Businesses need to focus on implementing the most stringent information governance policies possible to minimize the risks of electronic payments fraud. Failed security protocols can lead to substantial problems, including incurred financial losses, hurt reputations, lost faith and poor employee retention rates.
Best practices to avoid fraud
The Washington Post recently suggested several ways in which small business owners can avoid electronic payment fraud, asserting that too many entrepreneurs are failing to implement adequate security structures to prevent such issues from squashing their companies. According to the news provider, retailers spend an estimated $6.5 billion on fraud prevention each year, likely because of the $3.4 billion in annual losses stemming from electronic payments fraud.
The source explained that small business owners should use credit cards as much as possible, as most major providers will offer complete protection against fraud, and should sign on any debit transactions. Additionally, companies must comply with the Payment Card Industry Data Security Standards to avoid sanctions and fines from the federal government.
The Washington Post suggested that entrepreneurs demand that their employees request CVC codes from customers who do not have their cards present, and look to obtain the most information possible for each account. As best practices continue to shift in light of advancing threats, the news provider noted that small business owners should also regularly review verification procedures and implement policies that reflect the updates.

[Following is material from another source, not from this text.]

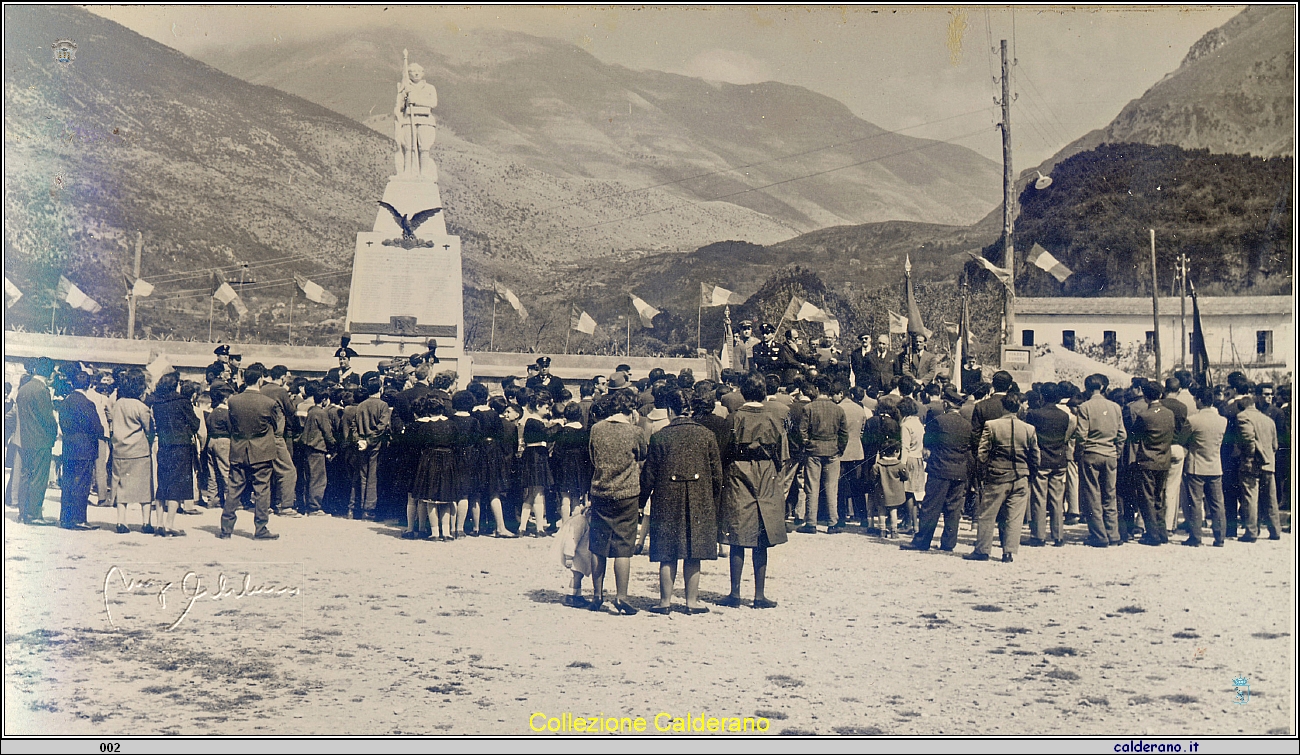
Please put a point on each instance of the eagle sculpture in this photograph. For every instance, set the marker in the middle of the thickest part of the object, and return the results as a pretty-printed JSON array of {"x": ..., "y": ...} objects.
[{"x": 410, "y": 224}]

Finally, the source added that card network authentication services can be very helpful, and can further reduce the risk of becoming victimized by fraudulent practices.
Oversight a must
Though many enterprises will implement electronic payments strategies to automate some of the more mundane aspects of accounting, oversight is still a crucial aspect of successful transaction processing. Trusted members of staff should be assigned to regularly review all accounts payable and receivable, looking to identify and eradicate any irregularities that might lead to fraud.
Taking these steps and going above and beyond the simple call of duty for payment processing security can save a company from a variety of significant problems.